I miss you all
How is everyone doing these days? How is the weight doing? Anyone had anything exciting going on? What ever happen to nannygoat? What happen to us july peoples? Hope you are all good. I am still fighting for my life. Still anorexic and bulimic and still have ocd and sever depression. Have to take vitamin b12 shots every monday. Have to take 2000 units of vitamin d......Can't see good at all anymore. Sever underweight. Look like a dead woman walking. **** happens...........love you all.............still l think of you all often.............god bless all....
amy jo
I don't understand, you sound so happy here and I went and read your updated story and I just don't get it. There can't be a doctor out there that would not help someone in your condition?!? I would be going to the ER and refusing to leave if I was that sick and was honestly ready for help, even your psychologist isn't helping I just don't understand, I would report these people to the Medical board in your state. If you are honestly ready for help there are people out there that are willing and ready, you need to make the call. To think your fat at 105 lbs is not right and I think you know that but sitting there talking about taking your life or just giving up I know you don't want to, your kids are too important to you. Think of your kids and get some help. Check the internet and find someplace where you can go. I don't know what kind of insurance you have but call them and ask them where you can go to get help. Now, before you get mad at me for saying all this, I just want you to get help and I personally don't understand eating disorders (yes I over ate that's why I had the GBP but thinking your fat at 105 I just don't understand). Good luck and I sure hope that you can fine someone to help you soon.
Vickie,
I've followed your story and long ago suspected you had some sort of eating disorder.

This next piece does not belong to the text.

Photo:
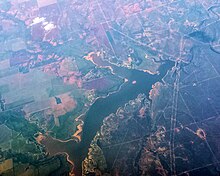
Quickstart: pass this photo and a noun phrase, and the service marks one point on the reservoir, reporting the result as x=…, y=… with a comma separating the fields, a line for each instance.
x=105, y=106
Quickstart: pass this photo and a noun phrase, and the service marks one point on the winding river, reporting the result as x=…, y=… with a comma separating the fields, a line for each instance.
x=105, y=106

I'm praying for you that you are able to find the strength to fight the mental demons in your head that are causing you to hurt yourself before it is too late.

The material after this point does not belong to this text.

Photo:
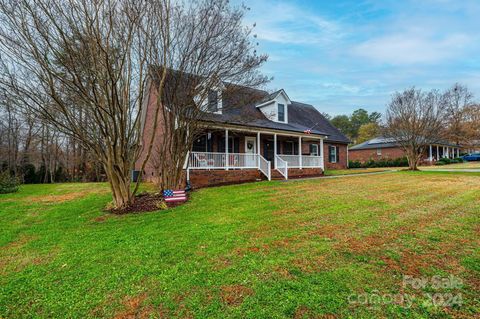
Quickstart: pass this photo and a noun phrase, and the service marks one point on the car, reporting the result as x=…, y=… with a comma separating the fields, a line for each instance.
x=471, y=157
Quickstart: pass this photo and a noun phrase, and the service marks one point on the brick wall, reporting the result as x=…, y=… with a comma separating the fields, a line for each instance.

You just can't keep abusing yourself the way that you do. At some point your poor body will just not be able to take it anymore and you will no longer be here for your children!!!
If you can't do it for yourself Vickie, do it for your kids!!!
Hi Amy. Good to hear from you here. Hope you are still fighting daily your personal demons. Admitting there is a problem is step one to finding the solution. As the other poster said, you have some wonderful children who need their mom, so pull strength from that knowledge and hang in there. You can get through this, one day, one hour, one minute at a time.